Tested in Ubuntu 16.04.

x86 bare metal

If you are that hardcore: What does multicore assembly language look like?

How Linux implements it

How does sched_setaffinity() work?

Python: os.sched_getaffinity and os.sched_setaffinity

See: How to find out the number of CPUs using python

回复收藏 0 原文

穿透光 2024-07-22 21:53:14

正如其他人提到的，它是由操作系统控制的。根据操作系统的不同，它可能会也可能不会为您提供允许您影响给定进程在哪个核心上执行的系统调用。但是，您通常应该让操作系统执行默认行为。如果您有一个 4 核系统，有 37 个进程正在运行，其中 34 个进程正在休眠，那么它将把剩余的 3 个活动进程调度到单独的内核上。

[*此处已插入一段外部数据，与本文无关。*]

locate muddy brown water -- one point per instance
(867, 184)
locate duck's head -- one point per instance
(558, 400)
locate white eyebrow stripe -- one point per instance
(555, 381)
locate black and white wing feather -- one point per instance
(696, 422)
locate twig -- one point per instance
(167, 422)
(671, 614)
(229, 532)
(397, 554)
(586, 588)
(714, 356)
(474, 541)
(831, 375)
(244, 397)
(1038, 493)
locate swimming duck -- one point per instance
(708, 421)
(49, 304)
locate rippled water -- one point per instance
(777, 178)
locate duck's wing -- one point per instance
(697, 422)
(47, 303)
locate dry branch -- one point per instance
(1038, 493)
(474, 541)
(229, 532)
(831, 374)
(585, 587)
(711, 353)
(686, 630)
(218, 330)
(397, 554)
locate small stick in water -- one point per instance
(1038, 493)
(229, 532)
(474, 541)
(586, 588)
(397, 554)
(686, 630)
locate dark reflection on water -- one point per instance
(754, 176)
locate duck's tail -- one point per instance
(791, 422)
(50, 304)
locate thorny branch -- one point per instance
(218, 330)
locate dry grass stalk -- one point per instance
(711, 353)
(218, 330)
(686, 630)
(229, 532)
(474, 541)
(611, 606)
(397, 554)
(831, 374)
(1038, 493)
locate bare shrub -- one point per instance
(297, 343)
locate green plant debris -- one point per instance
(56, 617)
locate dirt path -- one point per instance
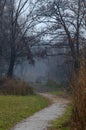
(41, 119)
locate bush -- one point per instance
(79, 100)
(15, 87)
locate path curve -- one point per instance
(40, 120)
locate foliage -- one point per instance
(79, 99)
(63, 122)
(15, 87)
(15, 108)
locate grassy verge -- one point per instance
(15, 108)
(63, 122)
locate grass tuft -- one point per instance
(15, 108)
(63, 122)
(15, 87)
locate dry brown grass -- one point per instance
(79, 100)
(14, 87)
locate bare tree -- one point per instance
(16, 29)
(64, 19)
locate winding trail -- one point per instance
(40, 120)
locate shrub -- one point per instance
(15, 87)
(79, 100)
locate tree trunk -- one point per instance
(11, 66)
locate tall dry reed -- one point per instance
(79, 99)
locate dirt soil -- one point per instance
(40, 120)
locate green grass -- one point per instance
(15, 108)
(63, 122)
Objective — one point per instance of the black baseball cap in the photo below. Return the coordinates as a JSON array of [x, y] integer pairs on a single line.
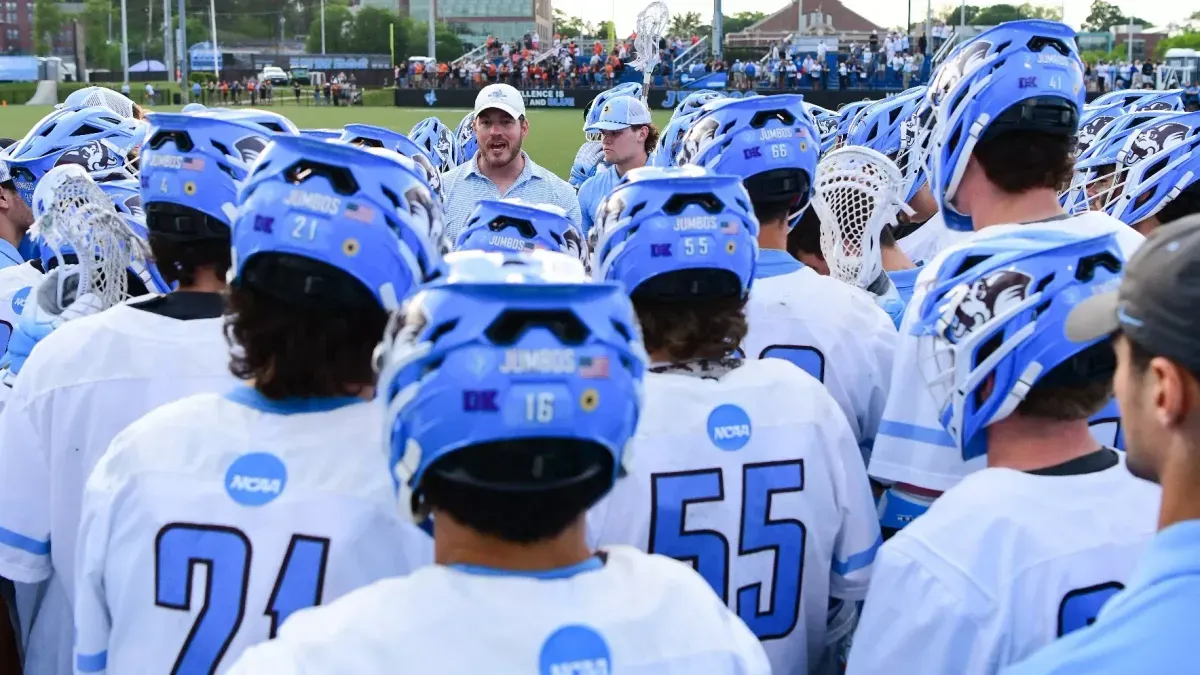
[[1158, 302]]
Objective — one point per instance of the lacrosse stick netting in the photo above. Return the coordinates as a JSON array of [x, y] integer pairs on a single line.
[[652, 25], [856, 196], [82, 221]]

您可能只会在非常专业的多线程应用程序中使用核心亲和力时看到速度的提升。例如，假设您的系统具有 2 个双核处理器。假设您有一个具有 3 个线程的应用程序，其中两个线程对同一组数据进行大量操作，而第三个线程则使用不同的数据集。在这种情况下，通过让两个线程在同一处理器上交互而第三个线程在另一个处理器上交互，您将受益匪浅，因为这样它们就可以共享缓存。操作系统不知道每个线程需要访问哪些内存，因此它可能无法正确地将线程分配给内核。

如果您对操作系统如何感兴趣，请阅读调度。 x86 上多处理的具体细节可以在 Intel 64 和 IA-32 架构软件中找到开发者手册。第 3A 卷第 7 章和第 8 章包含相关信息，但请记住这些手册技术性很强。